É para lá de arriscado e trabalhoso, mas tem gente ganhando a partir de 30% com imóveis, mais que o dobro dos 14,75% de Selic, e sem precisar esperar um ano inteiro. Conhecida como "house flipping", a estratégia consiste em comprar, reformar e vender rapidamente imóveis desvalorizados em busca de lucro no curto prazo.
Para que seja realmente rentável, no entanto, é preciso ter mais do que o capital para investir e ser bastante criterioso. Dados os perigos em jogo, não é para o bico de qualquer investidor.
O prazo ideal para concluir todo o ciclo — que engloba a compra, a reforma e a venda do imóvel — é de 6 a 7 meses, já que a ideia é fazer o capital girar rapidamente.
Segundo os especialistas, se o processo demorar muito mais que isso, a rentabilidade pode deixar de ser vantajosa quando comparada a investimentos conservadores, caso da taxa Selic. Enquanto o imóvel não é vendido, o investidor é responsável pelos custos do imóvel como condomínio, IPTU e juros do financiamento. Quanto mais tempo o imóvel permanece no portfólio, mais esses custos "consomem" o lucro líquido final.
Quanto preciso desembolsar no "house flipping"?

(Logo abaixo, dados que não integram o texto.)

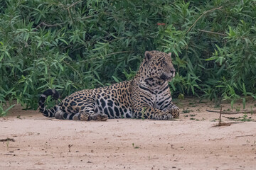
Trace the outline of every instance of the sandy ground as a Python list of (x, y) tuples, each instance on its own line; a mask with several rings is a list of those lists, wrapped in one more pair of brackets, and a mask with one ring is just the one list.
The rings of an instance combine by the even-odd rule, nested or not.
[(58, 120), (16, 106), (0, 118), (0, 140), (14, 140), (0, 142), (0, 169), (256, 169), (255, 113), (223, 115), (235, 123), (215, 127), (213, 103), (177, 103), (186, 113), (168, 121)]

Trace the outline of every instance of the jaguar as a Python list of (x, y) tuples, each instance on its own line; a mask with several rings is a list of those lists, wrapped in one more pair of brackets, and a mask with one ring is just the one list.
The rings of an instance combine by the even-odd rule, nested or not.
[(178, 118), (179, 108), (172, 102), (168, 84), (176, 72), (171, 57), (171, 52), (146, 51), (132, 80), (75, 92), (51, 108), (46, 108), (47, 97), (58, 99), (60, 94), (55, 89), (48, 89), (40, 96), (40, 112), (57, 119), (87, 121), (122, 118)]

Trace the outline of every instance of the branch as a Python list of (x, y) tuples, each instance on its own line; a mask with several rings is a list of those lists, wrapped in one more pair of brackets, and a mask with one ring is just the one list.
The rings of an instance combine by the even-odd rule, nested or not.
[(39, 27), (41, 27), (42, 25), (46, 26), (47, 27), (55, 27), (55, 26), (60, 26), (61, 25), (64, 24), (65, 23), (55, 23), (55, 24), (48, 24), (48, 23), (46, 23), (45, 22), (41, 22), (41, 23), (39, 23), (38, 26), (37, 26), (36, 27), (36, 29), (38, 28)]
[(205, 11), (203, 13), (202, 15), (201, 15), (201, 16), (199, 16), (198, 18), (197, 18), (197, 20), (196, 20), (196, 21), (192, 24), (192, 26), (188, 28), (188, 30), (186, 32), (185, 35), (187, 34), (189, 30), (192, 28), (192, 27), (197, 23), (197, 21), (198, 21), (198, 20), (202, 18), (203, 16), (204, 16), (205, 14), (206, 14), (207, 13), (209, 13), (209, 12), (211, 12), (213, 11), (215, 11), (215, 10), (217, 10), (217, 9), (220, 9), (222, 7), (223, 7), (223, 6), (220, 6), (220, 7), (218, 7), (218, 8), (213, 8), (213, 9), (210, 9), (210, 10), (208, 10), (207, 11)]
[(198, 30), (201, 32), (203, 32), (203, 33), (218, 34), (218, 35), (223, 35), (223, 36), (227, 36), (227, 35), (225, 33), (215, 33), (215, 32), (212, 32), (212, 31), (209, 31), (209, 30), (199, 30), (199, 29), (198, 29)]
[[(255, 113), (256, 110), (242, 110), (243, 111), (237, 111), (237, 112), (233, 112), (233, 111), (222, 111), (221, 114), (223, 115), (235, 115), (235, 114), (240, 114), (240, 113)], [(208, 109), (206, 109), (206, 111), (208, 112), (214, 112), (214, 113), (220, 113), (220, 111), (215, 111), (215, 110), (210, 110)]]

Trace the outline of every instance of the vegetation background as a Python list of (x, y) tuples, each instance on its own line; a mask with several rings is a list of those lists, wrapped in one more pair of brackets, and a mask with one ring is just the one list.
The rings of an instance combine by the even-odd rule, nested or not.
[(255, 0), (0, 0), (0, 115), (133, 77), (171, 52), (175, 97), (256, 98)]

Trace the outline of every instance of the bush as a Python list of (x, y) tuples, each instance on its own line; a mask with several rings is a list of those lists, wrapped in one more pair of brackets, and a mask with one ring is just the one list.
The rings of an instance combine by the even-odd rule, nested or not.
[(131, 79), (145, 50), (173, 53), (175, 96), (255, 97), (256, 3), (0, 0), (0, 114), (6, 101)]

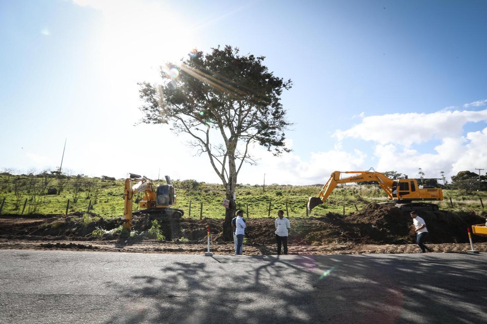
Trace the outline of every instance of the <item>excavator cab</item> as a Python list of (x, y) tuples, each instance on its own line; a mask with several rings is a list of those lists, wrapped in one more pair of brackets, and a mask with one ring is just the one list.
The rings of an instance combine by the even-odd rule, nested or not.
[(172, 181), (169, 176), (166, 176), (165, 178), (167, 183), (157, 186), (157, 189), (156, 190), (156, 208), (172, 206), (176, 203), (176, 195)]
[(174, 205), (174, 187), (168, 184), (157, 186), (157, 203), (156, 207), (170, 206)]

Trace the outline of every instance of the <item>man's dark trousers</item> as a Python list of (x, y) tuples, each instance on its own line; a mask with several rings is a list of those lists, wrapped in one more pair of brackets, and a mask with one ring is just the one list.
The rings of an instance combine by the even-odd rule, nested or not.
[(277, 254), (281, 254), (281, 246), (284, 246), (284, 254), (288, 254), (288, 237), (275, 235), (275, 240), (277, 242)]

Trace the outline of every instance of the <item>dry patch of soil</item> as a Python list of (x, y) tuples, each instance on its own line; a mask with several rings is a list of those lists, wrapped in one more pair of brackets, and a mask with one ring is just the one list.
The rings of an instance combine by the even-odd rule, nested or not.
[[(471, 248), (467, 228), (485, 221), (485, 215), (445, 211), (420, 213), (430, 231), (427, 245), (434, 252), (465, 253)], [(223, 220), (168, 218), (142, 214), (134, 216), (133, 229), (139, 233), (157, 219), (167, 240), (141, 236), (120, 237), (91, 234), (97, 228), (120, 226), (120, 218), (100, 218), (92, 213), (58, 215), (0, 216), (0, 249), (67, 249), (177, 254), (199, 254), (206, 251), (210, 227), (211, 251), (233, 253), (233, 242), (222, 239)], [(328, 213), (319, 217), (290, 219), (288, 238), (291, 254), (413, 253), (415, 244), (412, 221), (407, 212), (392, 206), (370, 204), (353, 214)], [(247, 220), (244, 254), (275, 254), (274, 218)], [(474, 248), (487, 252), (487, 238), (473, 235)]]

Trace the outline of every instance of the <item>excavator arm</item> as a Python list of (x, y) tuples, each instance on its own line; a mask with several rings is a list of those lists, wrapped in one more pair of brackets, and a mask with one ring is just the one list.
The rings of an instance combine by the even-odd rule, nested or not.
[[(347, 177), (340, 179), (341, 173), (355, 174), (356, 175)], [(336, 187), (339, 183), (350, 183), (351, 182), (362, 182), (364, 181), (376, 181), (387, 194), (389, 198), (393, 196), (392, 184), (393, 180), (380, 172), (370, 171), (335, 171), (331, 174), (330, 179), (326, 182), (323, 189), (320, 191), (318, 197), (310, 197), (308, 200), (308, 210), (311, 210), (321, 204), (323, 204), (328, 197), (333, 189)]]
[[(132, 181), (138, 181), (138, 182), (132, 186)], [(123, 193), (123, 216), (125, 218), (123, 226), (124, 228), (129, 230), (132, 228), (133, 195), (143, 191), (145, 194), (147, 200), (155, 201), (155, 194), (152, 182), (145, 177), (141, 177), (131, 173), (130, 177), (125, 179), (125, 190)]]

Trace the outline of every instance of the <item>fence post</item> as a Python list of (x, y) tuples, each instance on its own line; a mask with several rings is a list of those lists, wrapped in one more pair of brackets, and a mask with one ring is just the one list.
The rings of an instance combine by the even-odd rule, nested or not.
[(0, 214), (2, 214), (2, 210), (4, 209), (4, 204), (5, 202), (5, 198), (4, 197), (3, 200), (2, 200), (2, 206), (0, 206)]
[(27, 205), (27, 198), (25, 198), (25, 201), (24, 202), (24, 208), (22, 209), (22, 214), (20, 215), (24, 215), (24, 211), (25, 210), (25, 206)]
[(67, 210), (69, 208), (69, 199), (67, 199), (67, 205), (66, 205), (66, 216), (67, 216)]

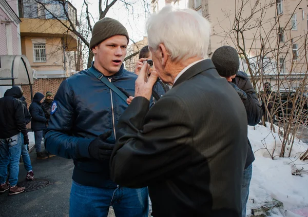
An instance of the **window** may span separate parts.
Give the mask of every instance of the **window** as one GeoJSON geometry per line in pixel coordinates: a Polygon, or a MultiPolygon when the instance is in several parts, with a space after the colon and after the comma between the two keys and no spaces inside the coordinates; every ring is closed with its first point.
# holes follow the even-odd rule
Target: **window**
{"type": "Polygon", "coordinates": [[[279,58],[279,69],[280,72],[284,73],[285,72],[285,65],[284,64],[284,58],[279,58]]]}
{"type": "Polygon", "coordinates": [[[38,16],[37,3],[34,0],[23,1],[24,18],[36,18],[38,16]]]}
{"type": "Polygon", "coordinates": [[[197,10],[197,12],[198,12],[198,13],[199,13],[202,16],[203,16],[202,15],[202,8],[199,8],[199,9],[198,10],[197,10]]]}
{"type": "Polygon", "coordinates": [[[298,47],[297,44],[293,44],[292,45],[292,53],[293,53],[293,60],[297,60],[298,58],[298,47]]]}
{"type": "Polygon", "coordinates": [[[197,9],[201,6],[201,0],[194,0],[194,1],[195,9],[197,9]]]}
{"type": "Polygon", "coordinates": [[[293,15],[292,16],[292,18],[291,18],[291,25],[292,25],[292,28],[291,28],[291,29],[292,30],[297,30],[297,24],[296,24],[296,13],[293,14],[293,15]]]}
{"type": "Polygon", "coordinates": [[[284,42],[283,28],[279,28],[279,31],[278,32],[278,38],[279,38],[279,42],[284,42]]]}
{"type": "Polygon", "coordinates": [[[282,0],[277,0],[277,13],[282,14],[283,12],[283,8],[282,7],[282,0]]]}
{"type": "Polygon", "coordinates": [[[33,44],[34,62],[46,62],[46,44],[33,44]]]}

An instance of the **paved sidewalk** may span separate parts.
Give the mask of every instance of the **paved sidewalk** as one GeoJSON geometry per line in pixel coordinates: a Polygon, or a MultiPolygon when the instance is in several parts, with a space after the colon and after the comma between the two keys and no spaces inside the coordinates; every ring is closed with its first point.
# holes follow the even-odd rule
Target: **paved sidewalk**
{"type": "MultiPolygon", "coordinates": [[[[44,151],[43,144],[42,148],[44,151]]],[[[68,217],[73,161],[57,156],[36,160],[35,150],[30,157],[34,178],[48,180],[51,184],[17,195],[9,196],[8,191],[0,194],[0,217],[68,217]]],[[[26,174],[21,163],[18,181],[24,181],[26,174]]],[[[115,217],[112,208],[108,217],[115,217]]]]}

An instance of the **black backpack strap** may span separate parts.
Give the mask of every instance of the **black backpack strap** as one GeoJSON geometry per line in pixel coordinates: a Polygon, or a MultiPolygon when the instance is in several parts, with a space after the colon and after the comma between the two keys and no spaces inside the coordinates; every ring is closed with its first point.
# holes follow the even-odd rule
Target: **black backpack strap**
{"type": "Polygon", "coordinates": [[[94,68],[91,67],[88,69],[89,71],[91,72],[92,74],[96,77],[99,80],[105,84],[106,86],[109,87],[113,92],[117,93],[120,97],[121,97],[125,102],[127,104],[126,99],[127,96],[124,94],[121,90],[120,90],[117,87],[112,84],[111,82],[109,82],[103,74],[97,71],[94,68]]]}

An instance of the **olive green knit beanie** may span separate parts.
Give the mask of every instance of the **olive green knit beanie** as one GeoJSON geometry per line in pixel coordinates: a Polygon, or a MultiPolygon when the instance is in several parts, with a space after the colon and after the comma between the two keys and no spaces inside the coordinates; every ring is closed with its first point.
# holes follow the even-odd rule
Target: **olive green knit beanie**
{"type": "Polygon", "coordinates": [[[92,30],[92,38],[90,41],[90,49],[95,45],[114,35],[124,35],[129,40],[128,33],[124,26],[119,21],[112,18],[104,17],[98,21],[92,30]]]}

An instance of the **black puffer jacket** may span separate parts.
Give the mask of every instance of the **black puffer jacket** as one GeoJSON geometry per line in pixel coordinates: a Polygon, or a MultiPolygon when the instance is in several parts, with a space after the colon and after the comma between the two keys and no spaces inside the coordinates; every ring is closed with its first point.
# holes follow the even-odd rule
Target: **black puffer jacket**
{"type": "Polygon", "coordinates": [[[51,106],[52,105],[52,101],[48,102],[46,99],[42,103],[42,108],[44,110],[45,117],[47,120],[47,122],[50,119],[50,113],[51,112],[51,106]]]}
{"type": "MultiPolygon", "coordinates": [[[[134,95],[137,75],[125,70],[124,65],[106,77],[127,96],[134,95]]],[[[74,181],[97,187],[117,187],[110,178],[109,161],[91,158],[88,147],[93,139],[110,131],[112,134],[106,141],[116,143],[118,122],[127,107],[88,69],[62,82],[54,96],[45,144],[50,152],[73,159],[74,181]]]]}
{"type": "MultiPolygon", "coordinates": [[[[25,115],[25,120],[26,121],[26,124],[28,124],[31,122],[31,115],[28,110],[28,107],[27,102],[26,102],[26,98],[24,96],[21,97],[19,97],[18,93],[16,93],[18,91],[17,89],[11,88],[6,91],[4,93],[4,96],[12,96],[13,98],[19,99],[22,103],[23,103],[23,107],[24,108],[24,114],[25,115]]],[[[19,87],[18,87],[19,88],[19,87]]]]}
{"type": "Polygon", "coordinates": [[[44,110],[40,102],[44,96],[42,93],[35,93],[33,97],[33,102],[29,107],[29,111],[32,116],[31,129],[32,131],[44,130],[46,128],[47,120],[45,117],[44,110]]]}
{"type": "Polygon", "coordinates": [[[23,103],[18,100],[22,95],[21,89],[13,87],[0,98],[0,139],[10,138],[21,132],[27,136],[23,103]]]}
{"type": "MultiPolygon", "coordinates": [[[[240,89],[245,91],[247,95],[247,100],[243,100],[243,103],[247,113],[248,125],[249,126],[256,125],[261,121],[263,112],[258,100],[256,91],[250,80],[248,78],[247,74],[241,71],[238,72],[236,77],[233,80],[232,82],[235,84],[240,89]]],[[[247,142],[249,148],[247,149],[245,169],[250,166],[255,161],[255,156],[254,155],[252,145],[248,139],[247,142]]]]}

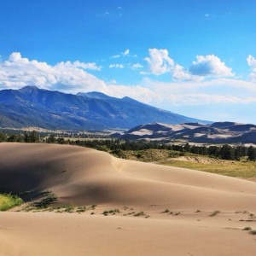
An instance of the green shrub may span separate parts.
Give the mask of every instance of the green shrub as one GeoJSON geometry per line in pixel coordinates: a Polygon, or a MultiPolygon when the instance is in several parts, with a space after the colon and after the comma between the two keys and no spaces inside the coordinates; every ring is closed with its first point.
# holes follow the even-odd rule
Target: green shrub
{"type": "Polygon", "coordinates": [[[23,204],[23,200],[11,194],[0,195],[0,212],[7,211],[14,207],[23,204]]]}

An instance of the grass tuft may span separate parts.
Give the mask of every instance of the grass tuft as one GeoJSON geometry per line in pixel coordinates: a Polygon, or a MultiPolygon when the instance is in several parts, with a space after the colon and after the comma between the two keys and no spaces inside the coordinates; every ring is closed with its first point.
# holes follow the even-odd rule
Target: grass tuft
{"type": "Polygon", "coordinates": [[[9,210],[23,204],[23,200],[11,194],[0,194],[0,212],[9,210]]]}

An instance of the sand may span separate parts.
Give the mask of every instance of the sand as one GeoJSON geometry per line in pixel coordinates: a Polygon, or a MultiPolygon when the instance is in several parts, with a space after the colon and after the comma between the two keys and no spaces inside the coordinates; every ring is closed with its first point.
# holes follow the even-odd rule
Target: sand
{"type": "Polygon", "coordinates": [[[74,146],[0,143],[0,190],[96,205],[0,212],[0,255],[255,255],[256,236],[242,230],[256,230],[255,183],[74,146]],[[120,213],[102,214],[111,209],[120,213]]]}

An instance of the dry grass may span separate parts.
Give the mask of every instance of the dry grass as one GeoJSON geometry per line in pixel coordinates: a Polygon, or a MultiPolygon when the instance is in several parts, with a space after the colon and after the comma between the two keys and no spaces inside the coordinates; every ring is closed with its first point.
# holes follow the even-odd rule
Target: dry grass
{"type": "Polygon", "coordinates": [[[211,173],[243,178],[256,177],[256,162],[221,160],[213,162],[195,162],[172,160],[165,162],[169,166],[183,167],[211,173]]]}
{"type": "Polygon", "coordinates": [[[21,198],[10,194],[0,194],[0,212],[7,211],[23,203],[21,198]]]}

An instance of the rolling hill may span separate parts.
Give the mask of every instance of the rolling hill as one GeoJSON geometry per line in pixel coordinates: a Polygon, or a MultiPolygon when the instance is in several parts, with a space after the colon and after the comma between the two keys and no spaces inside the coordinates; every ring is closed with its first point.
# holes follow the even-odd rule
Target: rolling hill
{"type": "Polygon", "coordinates": [[[130,129],[150,122],[206,123],[129,97],[119,99],[100,92],[73,95],[34,86],[0,90],[0,127],[130,129]]]}
{"type": "Polygon", "coordinates": [[[150,123],[136,126],[121,137],[124,139],[184,139],[198,143],[256,143],[256,125],[234,122],[212,124],[150,123]]]}

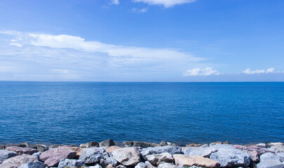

Ramiro Delgado, sócio-fundador do Trade Imobiliário e especialista em investimentos imobiliários e "house flipping", diz que, em média, o capital inicial necessário é de cerca de 40% do valor do imóvel, utilizando o financiamento para alavancar os ganhos: sendo 20% gastos na entrada do imóvel (como normalmente é solicitado em financiamentos) e 20% para a reforma, sempre calculada em cima do valor gasto com a aquisição do próprio imóvel.
Mas, com o tempo, o investidor deve conseguir até dar entradas menores para o banco, já que vai melhorando sua credibilidade como tomador de crédito com a instituição. "Daqui a pouco, em vez de dar 20% de entrada, vai dar 15%, vai dar 10% e aí precisará de menos capital próprio para fazer os próximos investimentos", diz Delgado.
Nesse processo, é preciso colocar nessa matemática todos os custos envolvidos na operação, que devem ser mapeados em três fases principais: entrada, manutenção e saída, que entrarão na cota de 20%.
Custos de entrada:
- Valor de compra;
- Impostos e taxas: incluem o ITBI (Imposto de Transmissão de Bens Imóveis), a escritura e o registro em cartório.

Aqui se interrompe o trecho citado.